Common name: Rock shells and murex shells
Key morphological features: The Muricidae are small to large-sized gastropods. Most species in the Muricidae have fusiform shells, but the family also includes species with limpet-shaped and elongate forms. The siphonal canals range from short to long and may be open or closed. Exterior sculpture is highly variable and may be quite flamboyant in some species, ranging from mostly smooth, to axial ribbing combined with spiral cords, to heavily ornamented varices with spines, knobs, or frill-shaped structures. The aperture is typically open and ovate in outline. The labrum profile is straight in most species and the interior surface may be smooth, or may have fine dentition or mirror the pattern of external ornamentation. Sources: Davies, A.M. 1971. Tertiary Faunas Vol. 1, second edition. New York: American Elsevier Publishing Company, Inc. 571 pp.; Tunnell Jr., J.W., Andrews, J., Barrera, N.C., Moretzsohn, F. 2010. Encyclopedia of Texas Seashells. College Station: Texas A&M University Press. 512 pp.

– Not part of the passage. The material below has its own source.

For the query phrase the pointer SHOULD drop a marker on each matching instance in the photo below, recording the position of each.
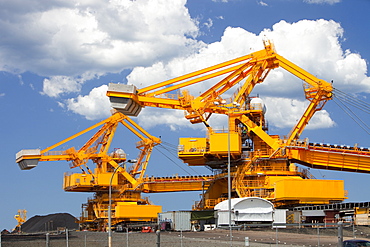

Geological range: Upper Cretaceous to Recent (Davies, 1971).
Diversity: There are 1727 recognized living species of Muricidae and 176 genera (WoRMS database, unvetted). The Paleobiology Database recognizes 128 fossil genera and 1173 fossil species of Muricidae (unvetted).
Paleoecology: The extant Muricidae are marine predatory gastropods that prey on a range of prey types, including other species of mollusks, barnacles, polychaete worms, and corals. Most species are capable of drilling holes in shelled prey, similar to members of the Naticidae. Most species of Muricidae inhabit hard substrates such as rocks or reefs, although a few species live on soft substrates. They can be found in shallow tropical to polar waters worldwide at depths ranging from intertidal to thousands of meters. Sources: Tunnell et al. (2010); Barco et al. (2010)
Phylogenetic status: Monophyletic. The molecular phylogenetic analysis of Barco et al. (2010) supports the monophyly of Family Muricidae.